News, views and insights on maintaining a healthy edge.

Coughing Up More for Cigarettes

Getting adults to quit smoking sometimes seems like an uphill battle. But keeping kids from starting is a little easier. Study after study—many dozens, in fact—agree that the more cigarettes cost, the less likely young people are to start smoking. That is one of the main reasons the Centers for Disease Control is backing President Obama’s recent proposal to raise the federal tobacco tax by almost 100%.  CDC Director Tom Frieden estimates that this alone would result in 230,000 fewer people taking up the habit as teens. An additional benefit would be a reduction in heavy smokers. A 2012 study by Tobacco Control magazine found that people who smoke two packs a day were very likely to cut back with a steep rise in prices.

60 is the New…75?

We may be living longer than our ancestors, but are we healthier? A new study in the Netherlands suggests we are not. Researchers looked at the prevalence of risk factors for stroke, heart disease and diabetes—including obesity and high blood pressure—and found that today’s adults are “15 years older” than their parents and grandparents at the same stage of life. The reason we live longer is probably because fewer of us smoke, and treatments for common diseases are better. The study, published in the European Journal of Preventive Cardiology, followed 15,000 adults between 20 and 59 for a period of 16 years.

Breaking Up is Hard to Do

Who takes it harder when a relationship goes south? A study by Wake Forest University claims that young men do. Despite being portrayed as aloof and insensitive in romantic relationships, they appear to be more emotionally involved than their female counterparts. Researchers found that young women derived a greater benefit from being part of a couple. However, their male counterparts were more likely than women to be harmed emotionally when a relationship hit the rocks. “This finding makes a lot of sense and is extremely logical,” says Dr. Rodger Goddard, Director of Wellness Management Services at Trinitas. “Women are socialized to share and express their emotions and stress with others. When men get together, however, young and old, they tend to talk about sports, politics and other things that are external to them. They often save their emotions and intimacy for their love relationships. It therefore makes sense that, when they lose the person they love, they are more devastated emotionally than women are…because now they are without an outlet for their emotional side.”

The One Percent Solution

Every week it seems we hear about another initiative to get teens to eat healthier. And yet our eyes tell us that teens are eating more junk than ever. Well, our eyes don’t lie. The University of Oklahoma’s School of Public Health just released data from a five-year study that shows 4 in 5 teens are eating their way toward heart disease. Even worse, only 1 in 100 teens is eating an “ideal” diet from a heart-health perspective. The American Heart Association, which published the report, characterized the numbers as unacceptably high and called for broad social and cultural changes as the only way to avoid a national catastrophe by the time today’s teens reach middle age. “The apple doesn’t fall far from the tree,” observes

Kevin Lukenda, DO Chairman, Family Medicine

Kevin Lukenda, DO, Chairman of the Family Medicine Department at Trinitas. “Parents need to show their teens and ’tweens how to eat healthy, by example.
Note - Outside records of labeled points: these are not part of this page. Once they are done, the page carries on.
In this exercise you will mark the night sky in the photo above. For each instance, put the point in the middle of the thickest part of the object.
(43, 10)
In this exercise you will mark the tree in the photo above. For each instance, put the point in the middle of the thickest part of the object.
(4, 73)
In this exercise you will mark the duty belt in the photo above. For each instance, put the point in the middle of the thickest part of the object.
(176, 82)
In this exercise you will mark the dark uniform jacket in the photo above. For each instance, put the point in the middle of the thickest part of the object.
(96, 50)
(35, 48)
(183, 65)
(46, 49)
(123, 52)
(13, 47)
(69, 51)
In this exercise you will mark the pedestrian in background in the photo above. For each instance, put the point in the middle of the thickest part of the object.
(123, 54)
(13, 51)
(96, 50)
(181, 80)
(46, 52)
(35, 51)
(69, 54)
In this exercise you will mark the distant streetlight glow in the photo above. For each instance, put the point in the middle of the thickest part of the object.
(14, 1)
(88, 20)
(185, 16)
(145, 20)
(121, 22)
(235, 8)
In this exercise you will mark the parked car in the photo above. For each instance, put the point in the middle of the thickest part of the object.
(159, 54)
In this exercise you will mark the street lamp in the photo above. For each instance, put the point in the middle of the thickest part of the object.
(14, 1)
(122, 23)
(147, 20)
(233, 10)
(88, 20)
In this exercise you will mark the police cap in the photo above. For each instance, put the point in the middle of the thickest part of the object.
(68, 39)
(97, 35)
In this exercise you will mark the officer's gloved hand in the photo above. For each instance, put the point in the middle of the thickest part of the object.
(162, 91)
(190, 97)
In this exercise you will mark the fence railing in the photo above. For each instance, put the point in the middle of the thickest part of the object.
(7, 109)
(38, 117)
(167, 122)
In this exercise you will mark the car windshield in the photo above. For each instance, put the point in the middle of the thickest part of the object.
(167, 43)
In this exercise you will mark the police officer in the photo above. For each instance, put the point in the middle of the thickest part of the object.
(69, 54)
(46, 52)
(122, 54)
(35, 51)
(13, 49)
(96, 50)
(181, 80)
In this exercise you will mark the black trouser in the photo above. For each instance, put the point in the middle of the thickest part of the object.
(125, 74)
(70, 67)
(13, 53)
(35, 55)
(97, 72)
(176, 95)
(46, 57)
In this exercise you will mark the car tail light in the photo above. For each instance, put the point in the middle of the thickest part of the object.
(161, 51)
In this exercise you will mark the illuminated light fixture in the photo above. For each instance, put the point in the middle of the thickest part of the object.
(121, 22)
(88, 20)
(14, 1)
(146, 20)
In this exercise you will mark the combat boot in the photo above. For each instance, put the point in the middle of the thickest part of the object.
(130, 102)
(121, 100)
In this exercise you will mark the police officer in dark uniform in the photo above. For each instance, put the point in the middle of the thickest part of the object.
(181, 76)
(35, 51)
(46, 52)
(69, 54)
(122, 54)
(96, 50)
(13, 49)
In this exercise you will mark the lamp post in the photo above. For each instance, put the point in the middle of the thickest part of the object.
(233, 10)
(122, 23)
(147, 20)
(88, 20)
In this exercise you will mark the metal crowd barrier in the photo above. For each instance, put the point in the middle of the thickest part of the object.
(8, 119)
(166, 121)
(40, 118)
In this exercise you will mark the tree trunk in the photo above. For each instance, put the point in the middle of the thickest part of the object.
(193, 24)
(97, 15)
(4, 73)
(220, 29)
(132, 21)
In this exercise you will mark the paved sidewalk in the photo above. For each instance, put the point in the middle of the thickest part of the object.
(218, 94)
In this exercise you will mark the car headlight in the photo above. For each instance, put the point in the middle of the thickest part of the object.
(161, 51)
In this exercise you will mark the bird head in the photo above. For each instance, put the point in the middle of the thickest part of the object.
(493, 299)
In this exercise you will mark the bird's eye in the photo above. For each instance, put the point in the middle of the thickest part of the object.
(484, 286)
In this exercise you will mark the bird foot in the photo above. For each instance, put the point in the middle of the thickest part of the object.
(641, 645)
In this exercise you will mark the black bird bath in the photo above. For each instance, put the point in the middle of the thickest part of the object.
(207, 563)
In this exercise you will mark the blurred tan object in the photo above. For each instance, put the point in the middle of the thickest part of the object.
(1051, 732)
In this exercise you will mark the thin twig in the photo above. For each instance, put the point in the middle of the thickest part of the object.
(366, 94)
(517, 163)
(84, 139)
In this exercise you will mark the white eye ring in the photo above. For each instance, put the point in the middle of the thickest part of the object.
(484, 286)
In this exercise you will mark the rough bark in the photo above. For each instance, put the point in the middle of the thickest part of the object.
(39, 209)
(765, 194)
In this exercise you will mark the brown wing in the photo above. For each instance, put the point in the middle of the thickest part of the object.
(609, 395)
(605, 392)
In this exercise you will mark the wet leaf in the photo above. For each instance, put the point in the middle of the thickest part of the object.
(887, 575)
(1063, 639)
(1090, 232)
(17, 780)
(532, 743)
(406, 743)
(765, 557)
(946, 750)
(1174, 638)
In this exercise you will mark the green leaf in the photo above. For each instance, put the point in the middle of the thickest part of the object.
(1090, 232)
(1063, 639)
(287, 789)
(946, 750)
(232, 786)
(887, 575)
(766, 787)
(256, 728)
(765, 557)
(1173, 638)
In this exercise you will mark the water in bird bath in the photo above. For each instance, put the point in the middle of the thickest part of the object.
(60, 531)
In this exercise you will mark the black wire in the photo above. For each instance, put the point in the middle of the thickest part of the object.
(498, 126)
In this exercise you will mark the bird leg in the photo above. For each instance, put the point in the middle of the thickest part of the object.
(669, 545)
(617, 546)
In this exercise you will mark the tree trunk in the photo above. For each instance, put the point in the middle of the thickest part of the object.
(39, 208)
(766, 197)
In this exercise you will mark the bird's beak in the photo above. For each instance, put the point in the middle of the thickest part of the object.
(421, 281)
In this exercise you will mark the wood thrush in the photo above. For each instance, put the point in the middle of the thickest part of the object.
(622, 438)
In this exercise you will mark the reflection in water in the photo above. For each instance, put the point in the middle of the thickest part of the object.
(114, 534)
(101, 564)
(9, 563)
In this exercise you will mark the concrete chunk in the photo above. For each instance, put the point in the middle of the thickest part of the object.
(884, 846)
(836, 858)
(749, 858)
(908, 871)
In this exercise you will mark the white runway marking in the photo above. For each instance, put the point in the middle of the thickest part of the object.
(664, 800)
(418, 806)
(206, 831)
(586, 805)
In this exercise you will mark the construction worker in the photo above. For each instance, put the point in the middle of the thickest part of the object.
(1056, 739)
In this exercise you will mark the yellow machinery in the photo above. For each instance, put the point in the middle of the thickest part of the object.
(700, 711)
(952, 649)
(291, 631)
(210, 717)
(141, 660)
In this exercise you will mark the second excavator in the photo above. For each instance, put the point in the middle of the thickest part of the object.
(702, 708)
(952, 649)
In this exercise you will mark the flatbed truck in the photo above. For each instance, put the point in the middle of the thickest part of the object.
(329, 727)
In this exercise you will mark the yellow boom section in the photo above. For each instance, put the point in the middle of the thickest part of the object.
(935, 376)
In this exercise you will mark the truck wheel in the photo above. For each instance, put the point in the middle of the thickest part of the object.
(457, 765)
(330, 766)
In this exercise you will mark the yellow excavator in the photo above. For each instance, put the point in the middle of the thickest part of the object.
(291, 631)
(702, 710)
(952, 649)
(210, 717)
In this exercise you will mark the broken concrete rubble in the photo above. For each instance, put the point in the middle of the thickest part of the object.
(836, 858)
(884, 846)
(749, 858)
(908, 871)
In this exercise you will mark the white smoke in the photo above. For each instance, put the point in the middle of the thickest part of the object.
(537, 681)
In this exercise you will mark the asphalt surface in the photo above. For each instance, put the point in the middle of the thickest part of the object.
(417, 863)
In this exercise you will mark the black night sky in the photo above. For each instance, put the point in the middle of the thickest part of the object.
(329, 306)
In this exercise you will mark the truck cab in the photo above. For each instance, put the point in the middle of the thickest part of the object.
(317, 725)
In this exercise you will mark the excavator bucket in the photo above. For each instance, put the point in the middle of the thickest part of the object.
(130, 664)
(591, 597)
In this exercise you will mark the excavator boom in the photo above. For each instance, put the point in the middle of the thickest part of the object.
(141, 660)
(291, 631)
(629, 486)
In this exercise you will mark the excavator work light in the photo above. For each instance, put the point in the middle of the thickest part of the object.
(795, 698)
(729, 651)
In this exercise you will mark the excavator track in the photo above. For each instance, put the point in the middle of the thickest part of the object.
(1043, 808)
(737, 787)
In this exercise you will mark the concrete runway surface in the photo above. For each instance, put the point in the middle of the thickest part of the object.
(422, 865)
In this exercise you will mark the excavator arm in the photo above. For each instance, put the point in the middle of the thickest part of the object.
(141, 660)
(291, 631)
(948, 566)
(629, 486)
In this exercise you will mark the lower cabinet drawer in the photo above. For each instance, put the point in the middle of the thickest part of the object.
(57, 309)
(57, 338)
Also, fewer video games and more outside activity will keep the heart healthy.”

Bipolar Breakthrough

In the last issue of EDGE, Chris Gibbs wrote about the advances in medicine triggered by the Human Genome Project. One of the newest advances may benefit people suffering from bipolar disorder. Researchers at University in College in London found that a small percentage of these patients had a mutation in a brain receptor gene that put them at greater risk for bipolar disorder. The findings, published in JAMA Psychology, suggest that these individuals can be effectively treated with existing drugs that are not currently used for bipolar disorder. Indeed, two drugs trialed for anxiety disorder and schizophrenia should be effective on 1.7% of bipolar patients. It’s not a huge number, of course, but to that 1.7% it could mean the world. While genetic research holds tremendous promise,

Anwar Y. Ghali, MD Chairman, Psychiatry

Dr. Anwar Y. Ghali, Chairman of Psychiatry at Trinitas, cautions that the medications approved by the FDA—including mood stabilizers and second-generation anti-psychotics—are still the most effective means of treating bipolar disorder. “In addition,” he says, “psychotherapy is indicated for better adjustment and coping with the disease, as well helping to reduce future relapses.”